A lot of the charm of Donnie Darko is the surrealness, the disjointed nature juxtaposed with the underlying sense there is a meaning there just out of reach. Nearly all of your opening post is trying to analyse the possible ways it could all work and pick apart what is consistent and what is not, evidence for this or that. When I watched the original movie, my response was much more an emotional one. Regardless of any time travel or alternate timelines my primary take away from the film was an emotional resolution in which Donnie reconciles with his fate and we see him going to bed smiling because in his mind he finally has a resolution to his strife and confusion and it is the knowledge that by doing so, he is saving everyone else.
And my sense of Frank was not trying to pick if / when he was a manipulated live/dead, but a feeling that there were other planes of existence outside of time, that the boy who died had moved to one of them, was attempting to save the world via Donnie.
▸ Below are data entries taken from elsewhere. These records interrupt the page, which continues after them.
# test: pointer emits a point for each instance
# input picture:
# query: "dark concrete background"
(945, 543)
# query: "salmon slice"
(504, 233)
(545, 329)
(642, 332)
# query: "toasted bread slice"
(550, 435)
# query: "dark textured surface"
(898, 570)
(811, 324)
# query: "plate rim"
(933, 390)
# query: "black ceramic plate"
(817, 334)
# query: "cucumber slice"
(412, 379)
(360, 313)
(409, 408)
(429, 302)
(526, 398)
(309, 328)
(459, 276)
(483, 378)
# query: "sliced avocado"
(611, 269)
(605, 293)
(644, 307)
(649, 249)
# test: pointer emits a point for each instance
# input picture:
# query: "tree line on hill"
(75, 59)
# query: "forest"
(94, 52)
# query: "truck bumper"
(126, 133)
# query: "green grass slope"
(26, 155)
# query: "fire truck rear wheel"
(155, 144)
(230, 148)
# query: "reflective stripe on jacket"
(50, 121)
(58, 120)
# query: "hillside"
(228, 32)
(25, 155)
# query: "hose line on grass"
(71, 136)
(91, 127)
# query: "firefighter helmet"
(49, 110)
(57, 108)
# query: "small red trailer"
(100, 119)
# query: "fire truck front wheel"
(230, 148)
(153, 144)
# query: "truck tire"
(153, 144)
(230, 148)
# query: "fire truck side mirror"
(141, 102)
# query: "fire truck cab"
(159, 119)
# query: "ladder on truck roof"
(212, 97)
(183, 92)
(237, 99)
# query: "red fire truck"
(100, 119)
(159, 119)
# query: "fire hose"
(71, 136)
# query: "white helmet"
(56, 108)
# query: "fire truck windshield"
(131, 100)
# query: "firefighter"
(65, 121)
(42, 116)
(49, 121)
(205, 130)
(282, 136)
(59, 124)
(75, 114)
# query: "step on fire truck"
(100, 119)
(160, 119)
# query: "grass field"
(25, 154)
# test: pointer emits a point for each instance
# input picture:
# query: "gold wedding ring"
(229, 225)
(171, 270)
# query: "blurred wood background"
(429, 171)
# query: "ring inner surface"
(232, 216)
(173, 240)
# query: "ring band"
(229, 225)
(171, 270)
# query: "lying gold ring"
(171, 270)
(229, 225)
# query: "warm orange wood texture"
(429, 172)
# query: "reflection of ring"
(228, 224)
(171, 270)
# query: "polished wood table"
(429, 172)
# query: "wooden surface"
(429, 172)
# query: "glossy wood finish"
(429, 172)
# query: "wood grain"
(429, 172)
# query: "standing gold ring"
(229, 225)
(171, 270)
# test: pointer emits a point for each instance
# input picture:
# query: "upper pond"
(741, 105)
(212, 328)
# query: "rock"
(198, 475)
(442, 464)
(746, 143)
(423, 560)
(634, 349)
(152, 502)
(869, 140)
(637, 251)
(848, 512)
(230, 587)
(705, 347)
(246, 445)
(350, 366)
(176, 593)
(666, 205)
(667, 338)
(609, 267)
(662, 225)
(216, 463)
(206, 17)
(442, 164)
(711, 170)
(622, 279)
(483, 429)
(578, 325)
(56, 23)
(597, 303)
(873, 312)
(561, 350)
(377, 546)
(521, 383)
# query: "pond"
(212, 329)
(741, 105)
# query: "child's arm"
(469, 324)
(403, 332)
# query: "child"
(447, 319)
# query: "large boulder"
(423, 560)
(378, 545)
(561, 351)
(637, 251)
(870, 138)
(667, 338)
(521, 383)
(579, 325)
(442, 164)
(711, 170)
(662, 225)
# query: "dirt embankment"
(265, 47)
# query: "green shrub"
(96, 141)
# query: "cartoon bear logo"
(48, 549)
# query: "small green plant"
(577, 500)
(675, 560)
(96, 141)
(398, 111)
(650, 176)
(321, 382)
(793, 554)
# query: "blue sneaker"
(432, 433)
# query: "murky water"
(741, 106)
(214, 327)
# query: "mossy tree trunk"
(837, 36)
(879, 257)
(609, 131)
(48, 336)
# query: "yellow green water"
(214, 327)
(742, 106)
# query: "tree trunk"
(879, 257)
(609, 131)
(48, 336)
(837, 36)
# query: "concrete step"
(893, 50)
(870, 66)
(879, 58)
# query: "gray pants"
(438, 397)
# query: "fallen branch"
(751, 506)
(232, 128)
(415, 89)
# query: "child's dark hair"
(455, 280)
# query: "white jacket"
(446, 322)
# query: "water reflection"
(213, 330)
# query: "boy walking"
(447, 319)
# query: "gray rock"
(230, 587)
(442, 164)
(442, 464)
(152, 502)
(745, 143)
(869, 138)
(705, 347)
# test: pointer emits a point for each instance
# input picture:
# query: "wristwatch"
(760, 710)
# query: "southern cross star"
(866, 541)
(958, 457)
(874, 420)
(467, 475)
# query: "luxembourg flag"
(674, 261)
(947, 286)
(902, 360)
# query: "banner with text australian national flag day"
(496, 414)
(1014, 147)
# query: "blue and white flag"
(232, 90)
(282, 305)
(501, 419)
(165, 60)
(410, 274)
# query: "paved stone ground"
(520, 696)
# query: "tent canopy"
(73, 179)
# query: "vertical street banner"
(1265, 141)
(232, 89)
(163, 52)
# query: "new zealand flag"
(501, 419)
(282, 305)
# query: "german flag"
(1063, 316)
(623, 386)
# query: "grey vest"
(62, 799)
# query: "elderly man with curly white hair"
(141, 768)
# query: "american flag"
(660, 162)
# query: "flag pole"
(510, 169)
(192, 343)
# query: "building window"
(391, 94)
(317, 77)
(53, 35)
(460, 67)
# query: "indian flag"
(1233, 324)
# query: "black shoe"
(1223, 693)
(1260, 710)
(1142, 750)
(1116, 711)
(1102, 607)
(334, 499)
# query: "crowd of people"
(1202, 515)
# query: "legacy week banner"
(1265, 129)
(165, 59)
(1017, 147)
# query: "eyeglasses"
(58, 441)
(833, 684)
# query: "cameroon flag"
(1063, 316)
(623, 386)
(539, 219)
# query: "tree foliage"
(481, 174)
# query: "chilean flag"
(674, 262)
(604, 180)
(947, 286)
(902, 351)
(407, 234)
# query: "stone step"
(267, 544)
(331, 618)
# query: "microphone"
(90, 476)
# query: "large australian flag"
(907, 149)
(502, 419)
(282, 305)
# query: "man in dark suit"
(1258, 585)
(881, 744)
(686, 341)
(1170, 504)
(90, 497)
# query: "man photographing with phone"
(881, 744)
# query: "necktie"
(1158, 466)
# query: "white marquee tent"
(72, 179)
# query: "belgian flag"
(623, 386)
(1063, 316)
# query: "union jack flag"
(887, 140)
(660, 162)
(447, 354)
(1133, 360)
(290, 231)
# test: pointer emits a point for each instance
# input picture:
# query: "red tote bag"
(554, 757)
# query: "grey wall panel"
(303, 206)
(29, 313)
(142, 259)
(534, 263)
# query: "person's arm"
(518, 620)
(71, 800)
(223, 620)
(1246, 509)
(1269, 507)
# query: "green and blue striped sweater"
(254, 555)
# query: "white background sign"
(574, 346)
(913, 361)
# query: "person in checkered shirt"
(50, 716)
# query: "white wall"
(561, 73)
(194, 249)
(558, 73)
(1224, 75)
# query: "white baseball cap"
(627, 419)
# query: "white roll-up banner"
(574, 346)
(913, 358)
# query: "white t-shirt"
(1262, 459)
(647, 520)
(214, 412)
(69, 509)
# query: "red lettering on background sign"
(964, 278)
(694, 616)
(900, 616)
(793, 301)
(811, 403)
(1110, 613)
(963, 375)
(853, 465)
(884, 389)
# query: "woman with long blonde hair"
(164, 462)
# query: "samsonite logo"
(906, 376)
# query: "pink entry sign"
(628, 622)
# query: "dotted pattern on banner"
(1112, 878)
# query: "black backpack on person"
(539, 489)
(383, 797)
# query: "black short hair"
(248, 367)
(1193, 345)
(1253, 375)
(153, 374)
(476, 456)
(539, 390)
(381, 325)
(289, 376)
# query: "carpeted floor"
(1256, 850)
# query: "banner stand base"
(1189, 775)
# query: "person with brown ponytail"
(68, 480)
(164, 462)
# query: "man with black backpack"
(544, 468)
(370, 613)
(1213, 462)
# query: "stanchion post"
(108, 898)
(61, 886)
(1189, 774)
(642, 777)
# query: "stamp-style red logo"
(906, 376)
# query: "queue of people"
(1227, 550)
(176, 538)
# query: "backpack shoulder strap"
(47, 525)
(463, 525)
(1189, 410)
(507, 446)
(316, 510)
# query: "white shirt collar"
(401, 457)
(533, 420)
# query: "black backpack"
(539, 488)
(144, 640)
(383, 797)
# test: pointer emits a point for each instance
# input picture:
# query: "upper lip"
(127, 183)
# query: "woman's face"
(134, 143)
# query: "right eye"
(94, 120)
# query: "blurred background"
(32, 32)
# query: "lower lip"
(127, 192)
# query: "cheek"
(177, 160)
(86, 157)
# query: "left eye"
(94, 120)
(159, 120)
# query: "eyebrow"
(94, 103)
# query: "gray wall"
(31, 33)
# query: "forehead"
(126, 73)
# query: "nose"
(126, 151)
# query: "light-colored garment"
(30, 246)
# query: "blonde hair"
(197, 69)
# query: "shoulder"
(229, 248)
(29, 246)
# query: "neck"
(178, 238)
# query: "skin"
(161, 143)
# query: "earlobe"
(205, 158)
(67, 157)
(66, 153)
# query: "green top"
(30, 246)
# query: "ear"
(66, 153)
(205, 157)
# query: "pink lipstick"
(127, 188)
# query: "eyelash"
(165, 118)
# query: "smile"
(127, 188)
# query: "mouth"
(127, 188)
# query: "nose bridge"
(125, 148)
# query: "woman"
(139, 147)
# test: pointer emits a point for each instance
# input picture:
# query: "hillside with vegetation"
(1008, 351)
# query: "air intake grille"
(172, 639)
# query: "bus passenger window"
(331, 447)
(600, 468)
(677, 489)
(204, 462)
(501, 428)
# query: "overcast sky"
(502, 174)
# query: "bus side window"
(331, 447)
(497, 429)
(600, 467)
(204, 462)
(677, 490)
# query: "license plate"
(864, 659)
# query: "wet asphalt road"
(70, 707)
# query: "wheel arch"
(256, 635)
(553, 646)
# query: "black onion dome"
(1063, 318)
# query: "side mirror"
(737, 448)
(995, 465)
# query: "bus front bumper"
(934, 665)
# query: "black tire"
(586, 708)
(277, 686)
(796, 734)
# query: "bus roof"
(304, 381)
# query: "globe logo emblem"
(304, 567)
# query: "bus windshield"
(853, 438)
The moment we see the real / living Frank working on his bunny costume and heading off to the party is a key moment for the audience in the theatrical cut because it's one more piece of the puzzle we can slot in place, it explains why Frank is a bunny, it reinforces that there's both tragedy and higher meaning. Well, honestly the audience can take their own meaning from that but this is kind of the point.
I came out of the theatrical cut quite delighted by the film and recalling great moments like Donnie's meltdown about the lifeline diagram and his parents in the principle's office, the weirdness of Frank in the bathroom mirror and touching the eye, the smile on his face as he lies down to die, and the little girls saying:
"I heard that the bathroom was flooded with faeces."
"What's faeces?"
"Baby mice."
"Awwwwww"
You have to try and imagine the added mystery and more emotional version of the film because you never had the absence of the things that made it so. It's easier for me to see it in your terms - a puzzle movie arranging a multitude of pieces - than I think it is for you to see it in mine - a surreal, dark and uplifting mystery hinting at larger meanings.
Unfortunately that's most of what you have to say. I think you wanted more of a discussion about what made sense, thoughts on your tapestry of hypotheses. But to me it was more an emotional movie than a paradox movie and when I showed someone the movie I'd enjoyed and naively picked out the Special Edition because I thought it would be a treat for both of us, I found myself increasingly disappointed. The man behind the curtain was not a wizard after all.
Donnie Darko had a lot of things that made it good. Jena Malone has always been a very engaging actress. Even as a child playing the young version of Jodie Foster's character in Contact you can see how talented she is. In a very understated way. She also has a penchant for doing weird and off the wall movies - I last saw her in The Neon Demon which oddly has some of the same wont-explain-itself quality of Donnie Darko. Albeit an utterly subject matter and quite different tone. Jake and Maggie Gyllenhaal are good as the siblings. There's real comedy value in juxtaposing Donnie's frustrations and the school environment and lessons. Seeing him angrily taking apart some of the woo-woo nonsense they're being taught was as cathartic for some people back then as seeing a kid take apart woke or diversity nonsense in a film would be today. And in general, the film just had a wonderful atmosphere and pacing that sailed between character comedy and tragedy and gave you a sense there was a meaning behind events and higher planes of understanding. The emotional conclusion of the film is a sense that things are now right with the world, even if in a sad way.
It's a good movie but for me at least, was more of an emotional one giving me a feeling of mystery, sadness, bittersweet satisfaction. The strangeness of the unknown was a tool to bring all these feelings about and by adding so much in the director's cut it both diminished that tool and also created a competing area of focus for it. And IIRC, the director's cut goes a bit more into trying to say Donnie is a superhero of some kind referencing "he will have increased strength" or something. In the original the axe in the school mascot's head is just this weird background detail.
Thank you for coming to my Sped Talk.